AMC10 2015 B · Q24. It mainly tests Sequences & recursion (algebra), Coordinate geometry.

Aaron the ant walks on the coordinate plane according to the following rules. He starts at the origin $p_0=(0,0)$ facing to the east and walks one unit, arriving at $p_1=(1,0)$. For $n=1,2,3,\ldots$, right after arriving at the point $p_n$, if Aaron can turn $90^\circ$ left and walk one unit to an unvisited point $p_{n+1}$, he does that. Otherwise, he walks one unit straight ahead to reach $p_{n+1}$. Thus the sequence of points continues $p_2=(1,1)$, $p_3=(0,1)$, $p_4=(-1,1)$, $p_5=(-1,0)$, and so on in a counterclockwise spiral pattern. What is $p_{2015}$?

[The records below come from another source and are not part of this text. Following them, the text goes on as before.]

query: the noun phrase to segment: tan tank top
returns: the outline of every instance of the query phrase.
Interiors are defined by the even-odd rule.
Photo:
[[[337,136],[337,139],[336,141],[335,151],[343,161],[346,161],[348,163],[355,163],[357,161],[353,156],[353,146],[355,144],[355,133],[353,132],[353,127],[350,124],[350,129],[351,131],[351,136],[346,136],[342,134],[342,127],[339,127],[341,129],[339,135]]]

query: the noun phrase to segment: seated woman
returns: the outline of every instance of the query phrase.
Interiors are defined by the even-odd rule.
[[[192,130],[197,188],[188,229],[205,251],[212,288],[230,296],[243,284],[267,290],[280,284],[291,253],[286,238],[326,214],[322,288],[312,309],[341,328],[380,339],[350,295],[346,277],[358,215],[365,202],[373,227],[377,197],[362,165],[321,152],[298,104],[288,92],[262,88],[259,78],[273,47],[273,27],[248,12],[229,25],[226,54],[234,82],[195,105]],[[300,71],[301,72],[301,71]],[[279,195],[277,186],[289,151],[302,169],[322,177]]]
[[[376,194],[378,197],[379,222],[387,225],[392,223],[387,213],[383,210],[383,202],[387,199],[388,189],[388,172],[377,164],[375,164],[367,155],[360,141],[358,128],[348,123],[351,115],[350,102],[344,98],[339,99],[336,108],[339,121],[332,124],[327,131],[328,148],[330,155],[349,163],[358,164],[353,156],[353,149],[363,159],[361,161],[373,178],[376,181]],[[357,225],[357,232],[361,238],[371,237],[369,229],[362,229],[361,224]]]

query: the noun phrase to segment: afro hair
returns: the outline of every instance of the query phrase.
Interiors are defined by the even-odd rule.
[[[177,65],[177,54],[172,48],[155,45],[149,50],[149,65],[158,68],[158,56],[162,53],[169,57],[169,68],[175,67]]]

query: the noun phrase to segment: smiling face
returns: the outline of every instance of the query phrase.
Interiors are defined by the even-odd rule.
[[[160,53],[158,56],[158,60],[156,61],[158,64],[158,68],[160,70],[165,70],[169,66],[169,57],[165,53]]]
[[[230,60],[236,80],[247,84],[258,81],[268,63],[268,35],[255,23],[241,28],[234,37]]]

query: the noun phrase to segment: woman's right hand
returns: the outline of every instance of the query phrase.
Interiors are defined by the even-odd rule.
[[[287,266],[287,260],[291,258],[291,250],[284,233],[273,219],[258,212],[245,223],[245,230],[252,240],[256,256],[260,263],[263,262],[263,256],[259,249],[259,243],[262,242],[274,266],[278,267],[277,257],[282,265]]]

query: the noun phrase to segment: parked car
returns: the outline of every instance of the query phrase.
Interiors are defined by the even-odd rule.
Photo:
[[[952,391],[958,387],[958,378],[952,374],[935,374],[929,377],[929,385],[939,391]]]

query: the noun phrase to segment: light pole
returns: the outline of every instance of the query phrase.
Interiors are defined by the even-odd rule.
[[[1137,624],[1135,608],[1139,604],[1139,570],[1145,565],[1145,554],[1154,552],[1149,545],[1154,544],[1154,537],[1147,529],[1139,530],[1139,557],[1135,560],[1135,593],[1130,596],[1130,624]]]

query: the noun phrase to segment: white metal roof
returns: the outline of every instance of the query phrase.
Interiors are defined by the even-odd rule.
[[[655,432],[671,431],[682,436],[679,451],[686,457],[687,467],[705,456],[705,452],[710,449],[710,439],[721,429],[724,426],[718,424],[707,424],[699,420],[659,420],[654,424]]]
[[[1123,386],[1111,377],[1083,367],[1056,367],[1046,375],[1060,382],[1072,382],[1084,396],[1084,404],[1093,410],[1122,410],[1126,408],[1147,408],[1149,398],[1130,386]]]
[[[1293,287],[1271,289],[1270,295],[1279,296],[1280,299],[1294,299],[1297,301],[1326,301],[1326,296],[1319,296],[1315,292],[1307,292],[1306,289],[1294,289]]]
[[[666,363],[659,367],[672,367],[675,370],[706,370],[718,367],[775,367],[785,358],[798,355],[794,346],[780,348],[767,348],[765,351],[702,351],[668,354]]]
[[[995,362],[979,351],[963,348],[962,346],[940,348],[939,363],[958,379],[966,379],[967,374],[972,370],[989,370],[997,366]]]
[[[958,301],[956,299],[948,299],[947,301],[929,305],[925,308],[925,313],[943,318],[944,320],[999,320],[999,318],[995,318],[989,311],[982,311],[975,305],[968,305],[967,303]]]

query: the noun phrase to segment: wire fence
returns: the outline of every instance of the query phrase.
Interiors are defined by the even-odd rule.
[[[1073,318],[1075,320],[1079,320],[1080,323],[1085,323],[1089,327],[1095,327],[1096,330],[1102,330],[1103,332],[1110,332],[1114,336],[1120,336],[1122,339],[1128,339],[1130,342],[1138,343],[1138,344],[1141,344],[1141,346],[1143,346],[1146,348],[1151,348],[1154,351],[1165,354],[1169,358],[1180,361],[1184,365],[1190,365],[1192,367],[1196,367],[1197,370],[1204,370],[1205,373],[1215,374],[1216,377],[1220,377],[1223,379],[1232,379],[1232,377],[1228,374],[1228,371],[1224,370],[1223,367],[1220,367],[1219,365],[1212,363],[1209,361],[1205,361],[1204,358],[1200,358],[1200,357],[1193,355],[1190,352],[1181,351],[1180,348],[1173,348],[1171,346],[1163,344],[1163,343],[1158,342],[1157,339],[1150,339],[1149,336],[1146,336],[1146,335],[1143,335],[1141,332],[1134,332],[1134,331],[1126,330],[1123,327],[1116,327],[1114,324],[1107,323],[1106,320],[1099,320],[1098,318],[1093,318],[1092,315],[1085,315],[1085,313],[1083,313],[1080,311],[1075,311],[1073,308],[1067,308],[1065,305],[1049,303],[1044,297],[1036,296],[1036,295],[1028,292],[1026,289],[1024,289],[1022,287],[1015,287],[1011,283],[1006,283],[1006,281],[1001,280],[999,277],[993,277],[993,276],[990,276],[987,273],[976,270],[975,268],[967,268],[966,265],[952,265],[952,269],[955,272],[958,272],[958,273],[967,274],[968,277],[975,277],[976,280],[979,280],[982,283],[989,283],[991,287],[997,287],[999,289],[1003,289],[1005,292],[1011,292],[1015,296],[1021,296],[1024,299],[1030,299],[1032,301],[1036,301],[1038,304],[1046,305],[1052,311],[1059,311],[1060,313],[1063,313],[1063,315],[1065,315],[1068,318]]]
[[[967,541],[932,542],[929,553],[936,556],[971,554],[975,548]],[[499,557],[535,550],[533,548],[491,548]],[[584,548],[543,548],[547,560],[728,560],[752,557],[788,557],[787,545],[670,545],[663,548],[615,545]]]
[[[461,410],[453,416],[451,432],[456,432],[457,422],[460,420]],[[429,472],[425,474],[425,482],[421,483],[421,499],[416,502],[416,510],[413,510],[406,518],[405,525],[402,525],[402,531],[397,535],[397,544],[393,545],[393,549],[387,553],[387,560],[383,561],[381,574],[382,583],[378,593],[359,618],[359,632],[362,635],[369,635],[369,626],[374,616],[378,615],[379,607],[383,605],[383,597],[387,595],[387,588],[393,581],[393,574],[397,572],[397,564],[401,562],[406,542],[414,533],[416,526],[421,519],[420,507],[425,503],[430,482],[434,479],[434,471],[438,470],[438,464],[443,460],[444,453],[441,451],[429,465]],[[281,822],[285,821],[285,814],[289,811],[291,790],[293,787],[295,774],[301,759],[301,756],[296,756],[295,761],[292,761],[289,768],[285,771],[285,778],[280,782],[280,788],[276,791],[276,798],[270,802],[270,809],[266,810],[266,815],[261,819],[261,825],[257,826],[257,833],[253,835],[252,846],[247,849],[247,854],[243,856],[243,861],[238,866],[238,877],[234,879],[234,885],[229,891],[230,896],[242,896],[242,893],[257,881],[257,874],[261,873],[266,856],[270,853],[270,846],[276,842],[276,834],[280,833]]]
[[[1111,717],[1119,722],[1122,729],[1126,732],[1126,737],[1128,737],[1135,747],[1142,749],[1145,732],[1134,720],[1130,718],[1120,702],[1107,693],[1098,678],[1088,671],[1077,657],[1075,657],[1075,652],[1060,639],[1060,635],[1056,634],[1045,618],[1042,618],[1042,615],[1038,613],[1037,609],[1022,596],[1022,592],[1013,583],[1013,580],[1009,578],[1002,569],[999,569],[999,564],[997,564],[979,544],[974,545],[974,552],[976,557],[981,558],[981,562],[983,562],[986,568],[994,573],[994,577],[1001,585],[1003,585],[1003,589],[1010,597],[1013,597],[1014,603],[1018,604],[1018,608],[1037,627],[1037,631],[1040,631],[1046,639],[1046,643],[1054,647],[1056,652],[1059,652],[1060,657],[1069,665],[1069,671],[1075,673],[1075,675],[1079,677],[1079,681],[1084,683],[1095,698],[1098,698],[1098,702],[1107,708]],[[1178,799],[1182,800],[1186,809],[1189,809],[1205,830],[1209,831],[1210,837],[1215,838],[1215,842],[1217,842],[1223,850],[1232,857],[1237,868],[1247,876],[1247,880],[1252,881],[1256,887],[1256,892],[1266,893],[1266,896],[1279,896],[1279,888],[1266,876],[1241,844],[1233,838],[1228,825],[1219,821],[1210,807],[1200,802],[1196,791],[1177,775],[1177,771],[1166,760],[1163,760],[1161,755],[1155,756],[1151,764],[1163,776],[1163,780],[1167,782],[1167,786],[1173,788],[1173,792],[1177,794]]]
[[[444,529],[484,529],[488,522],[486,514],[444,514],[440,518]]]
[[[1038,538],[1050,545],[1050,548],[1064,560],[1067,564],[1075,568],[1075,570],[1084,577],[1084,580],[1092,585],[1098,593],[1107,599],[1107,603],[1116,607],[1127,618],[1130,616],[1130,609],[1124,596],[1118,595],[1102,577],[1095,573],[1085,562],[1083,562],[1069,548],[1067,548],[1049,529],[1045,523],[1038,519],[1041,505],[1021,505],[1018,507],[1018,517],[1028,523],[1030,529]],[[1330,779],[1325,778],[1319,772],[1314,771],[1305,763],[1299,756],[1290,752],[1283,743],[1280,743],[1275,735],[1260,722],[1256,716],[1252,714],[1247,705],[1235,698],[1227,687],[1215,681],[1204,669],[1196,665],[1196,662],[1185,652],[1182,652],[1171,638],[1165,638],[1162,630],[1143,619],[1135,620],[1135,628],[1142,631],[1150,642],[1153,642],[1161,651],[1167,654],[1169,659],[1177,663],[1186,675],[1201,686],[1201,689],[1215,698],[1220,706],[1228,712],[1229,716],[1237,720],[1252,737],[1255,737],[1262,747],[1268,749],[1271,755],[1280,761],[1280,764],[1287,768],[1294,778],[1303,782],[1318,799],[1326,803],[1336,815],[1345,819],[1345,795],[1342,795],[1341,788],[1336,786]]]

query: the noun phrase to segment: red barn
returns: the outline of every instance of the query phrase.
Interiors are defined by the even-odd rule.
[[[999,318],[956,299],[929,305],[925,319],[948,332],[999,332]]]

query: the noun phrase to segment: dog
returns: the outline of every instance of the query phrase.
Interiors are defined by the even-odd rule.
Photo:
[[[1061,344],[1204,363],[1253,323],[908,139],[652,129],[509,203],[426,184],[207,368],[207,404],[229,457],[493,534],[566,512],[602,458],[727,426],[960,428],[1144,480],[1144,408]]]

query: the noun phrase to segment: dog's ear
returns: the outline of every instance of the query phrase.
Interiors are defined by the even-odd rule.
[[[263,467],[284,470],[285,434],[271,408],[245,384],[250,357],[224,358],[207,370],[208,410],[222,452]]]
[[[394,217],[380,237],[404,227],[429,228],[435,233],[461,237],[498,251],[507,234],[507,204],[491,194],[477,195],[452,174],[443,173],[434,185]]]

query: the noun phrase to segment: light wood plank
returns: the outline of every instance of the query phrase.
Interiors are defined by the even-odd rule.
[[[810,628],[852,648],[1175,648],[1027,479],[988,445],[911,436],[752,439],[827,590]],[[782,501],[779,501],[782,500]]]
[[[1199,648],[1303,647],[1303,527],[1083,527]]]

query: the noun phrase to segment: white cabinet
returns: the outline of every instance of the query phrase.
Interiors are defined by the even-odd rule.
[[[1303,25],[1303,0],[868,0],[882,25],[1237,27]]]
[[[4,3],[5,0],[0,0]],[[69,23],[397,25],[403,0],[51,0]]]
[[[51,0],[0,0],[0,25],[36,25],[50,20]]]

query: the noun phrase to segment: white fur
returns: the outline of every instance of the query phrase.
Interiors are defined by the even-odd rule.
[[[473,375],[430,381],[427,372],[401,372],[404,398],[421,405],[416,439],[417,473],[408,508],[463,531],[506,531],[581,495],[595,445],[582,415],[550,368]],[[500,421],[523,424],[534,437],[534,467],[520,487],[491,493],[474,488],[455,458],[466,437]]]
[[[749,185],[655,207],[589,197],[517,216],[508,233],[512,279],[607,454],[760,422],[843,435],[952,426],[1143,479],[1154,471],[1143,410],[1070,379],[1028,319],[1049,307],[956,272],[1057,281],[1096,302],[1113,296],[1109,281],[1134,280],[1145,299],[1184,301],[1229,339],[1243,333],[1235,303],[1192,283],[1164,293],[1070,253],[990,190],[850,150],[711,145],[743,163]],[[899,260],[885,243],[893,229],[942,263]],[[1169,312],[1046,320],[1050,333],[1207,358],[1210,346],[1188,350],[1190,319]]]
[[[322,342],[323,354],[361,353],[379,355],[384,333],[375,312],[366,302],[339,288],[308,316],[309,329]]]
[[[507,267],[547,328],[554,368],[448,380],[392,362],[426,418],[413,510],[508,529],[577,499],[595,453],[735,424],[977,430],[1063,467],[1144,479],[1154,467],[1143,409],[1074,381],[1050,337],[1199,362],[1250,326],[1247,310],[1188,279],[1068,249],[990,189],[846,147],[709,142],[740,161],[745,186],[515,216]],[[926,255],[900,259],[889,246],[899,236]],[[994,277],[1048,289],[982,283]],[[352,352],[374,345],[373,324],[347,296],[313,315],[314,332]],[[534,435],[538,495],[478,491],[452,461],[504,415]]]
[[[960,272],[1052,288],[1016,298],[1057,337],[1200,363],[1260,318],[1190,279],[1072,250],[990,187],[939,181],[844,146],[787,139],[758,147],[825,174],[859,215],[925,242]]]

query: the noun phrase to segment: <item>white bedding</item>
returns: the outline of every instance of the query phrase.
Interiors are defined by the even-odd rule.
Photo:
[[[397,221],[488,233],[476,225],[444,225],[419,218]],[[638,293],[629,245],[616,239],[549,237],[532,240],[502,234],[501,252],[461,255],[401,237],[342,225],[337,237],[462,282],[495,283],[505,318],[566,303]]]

蚂蚁 Aaron 按照如下规则在坐标平面上行走。他从原点 $p_0=(0,0)$ 出发，面朝东走 1 个单位，到达 $p_1=(1,0)$。对 $n=1,2,3,\ldots$，当 Aaron 刚到达点 $p_n$ 后，如果他可以向左转 $90^\circ$ 并走 1 个单位到一个未到访过的点 $p_{n+1}$，他就这样做；否则，他就沿着当前方向直走 1 个单位到达 $p_{n+1}$。因此点列继续为 $p_2=(1,1)$，$p_3=(0,1)$，$p_4=(-1,1)$，$p_5=(-1,0)$，以此类推，形成一个逆时针的螺旋路径。求 $p_{2015}$。

(A) (-22, -13) (-22, -13)

(B) (-13, -22) (-13, -22)

(D) (13, -22) (13, -22)

(E) (22, -13) (22, -13)

Answer

Correct choice: (D)

正确答案：（D）

Solution

Answer (D): Note that for any natural number $k$, when Aaron reaches point $(k,-k)$, he will have just completed visiting all of the grid points within the square with vertices at $(k,-k)$, $(k,k)$, $(-k,k)$, and $(-k,-k)$. Thus the point $(k,-k)$ is equal to $p_{(2k+1)^2-1}$. It follows that $p_{2024}=p_{(2\cdot22+1)^2-1}=(22,-22)$. Because $2024-2015=9$, the point $p_{2015}=(22-9,-22)=(13,-22)$.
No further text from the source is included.